[<prev] [next>] [<thread-prev] [thread-next>] [day] [month] [year] [list]
Message-ID: <dfb9e654-620e-4658-9ebf-96f531f3bc90@lucifer.local>
Date: Thu, 31 Jul 2025 12:12:48 +0100
From: Lorenzo Stoakes <lorenzo.stoakes@...cle.com>
To: Suren Baghdasaryan <surenb@...gle.com>
Cc: akpm@...ux-foundation.org, jannh@...gle.com, Liam.Howlett@...cle.com,
vbabka@...e.cz, pfalcato@...e.de, linux-mm@...ck.org,
linux-kernel@...r.kernel.org
Subject: Re: [PATCH 1/2] mm: limit the scope of vma_start_read()
One small nit, or maybe just _my_ personal preference :P could you use a
cover letter for these? As I find the 2/2 replying to the 1/2 thing a bit
weird.
Possibly a 'Lorenzo' thing though ;)
On Wed, Jul 30, 2025 at 06:34:03PM -0700, Suren Baghdasaryan wrote:
> Limit the scope of vma_start_read() as it is used only as a helper for
> higher-level locking functions implemented inside mmap_lock.c and we are
> about to introduce more complex RCU rules for this function.
> The change is pure code refactoring and has no functional changes.
>
> Suggested-by: Vlastimil Babka <vbabka@...e.cz>
> Signed-off-by: Suren Baghdasaryan <surenb@...gle.com>
I've checked this carefully, compiles locally + all fine with no
perceivable delta other than move so:
Reviewed-by: Lorenzo Stoakes <lorenzo.stoakes@...cle.com>
> ---
> include/linux/mmap_lock.h | 85 ---------------------------------------
> mm/mmap_lock.c | 85 +++++++++++++++++++++++++++++++++++++++
> 2 files changed, 85 insertions(+), 85 deletions(-)
>
> diff --git a/include/linux/mmap_lock.h b/include/linux/mmap_lock.h
> index 11a078de9150..2c9fffa58714 100644
> --- a/include/linux/mmap_lock.h
> +++ b/include/linux/mmap_lock.h
> @@ -147,91 +147,6 @@ static inline void vma_refcount_put(struct vm_area_struct *vma)
> }
> }
>
> -/*
> - * Try to read-lock a vma. The function is allowed to occasionally yield false
> - * locked result to avoid performance overhead, in which case we fall back to
> - * using mmap_lock. The function should never yield false unlocked result.

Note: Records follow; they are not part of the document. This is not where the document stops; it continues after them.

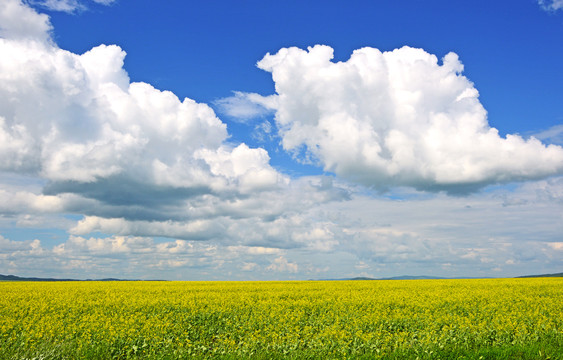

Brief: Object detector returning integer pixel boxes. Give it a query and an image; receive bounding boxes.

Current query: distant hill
[517,273,563,278]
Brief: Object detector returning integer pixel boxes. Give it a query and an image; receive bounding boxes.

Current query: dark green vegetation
[0,278,563,360]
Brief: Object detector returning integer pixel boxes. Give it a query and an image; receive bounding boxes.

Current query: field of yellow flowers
[0,278,563,359]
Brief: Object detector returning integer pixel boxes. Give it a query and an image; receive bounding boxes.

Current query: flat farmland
[0,278,563,359]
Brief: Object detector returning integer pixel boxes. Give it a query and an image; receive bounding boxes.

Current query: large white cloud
[258,45,563,192]
[0,0,288,215]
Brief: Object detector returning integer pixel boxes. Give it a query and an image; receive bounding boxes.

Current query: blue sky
[0,0,563,280]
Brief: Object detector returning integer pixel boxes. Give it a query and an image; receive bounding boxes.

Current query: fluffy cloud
[0,0,300,228]
[258,45,563,192]
[29,0,116,13]
[538,0,563,11]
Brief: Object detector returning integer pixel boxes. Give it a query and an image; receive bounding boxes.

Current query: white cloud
[538,0,563,11]
[258,45,563,192]
[31,0,117,13]
[533,125,563,145]
[0,0,298,218]
[266,256,299,273]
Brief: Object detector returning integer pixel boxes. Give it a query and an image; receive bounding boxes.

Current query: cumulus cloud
[538,0,563,11]
[0,0,304,234]
[533,125,563,145]
[258,45,563,192]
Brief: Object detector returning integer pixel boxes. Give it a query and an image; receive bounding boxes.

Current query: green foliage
[0,278,563,360]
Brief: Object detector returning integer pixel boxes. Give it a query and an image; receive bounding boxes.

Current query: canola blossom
[0,278,563,359]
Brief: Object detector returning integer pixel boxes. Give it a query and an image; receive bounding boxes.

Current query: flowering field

> - * False locked result is possible if mm_lock_seq overflows or if vma gets
> - * reused and attached to a different mm before we lock it.
> - * Returns the vma on success, NULL on failure to lock and EAGAIN if vma got
> - * detached.
> - *
> - * WARNING! The vma passed to this function cannot be used if the function
> - * fails to lock it because in certain cases RCU lock is dropped and then
> - * reacquired. Once RCU lock is dropped the vma can be concurently freed.
> - */
> -static inline struct vm_area_struct *vma_start_read(struct mm_struct *mm,
> - struct vm_area_struct *vma)
> -{
> - int oldcnt;
> -
> - /*
> - * Check before locking. A race might cause false locked result.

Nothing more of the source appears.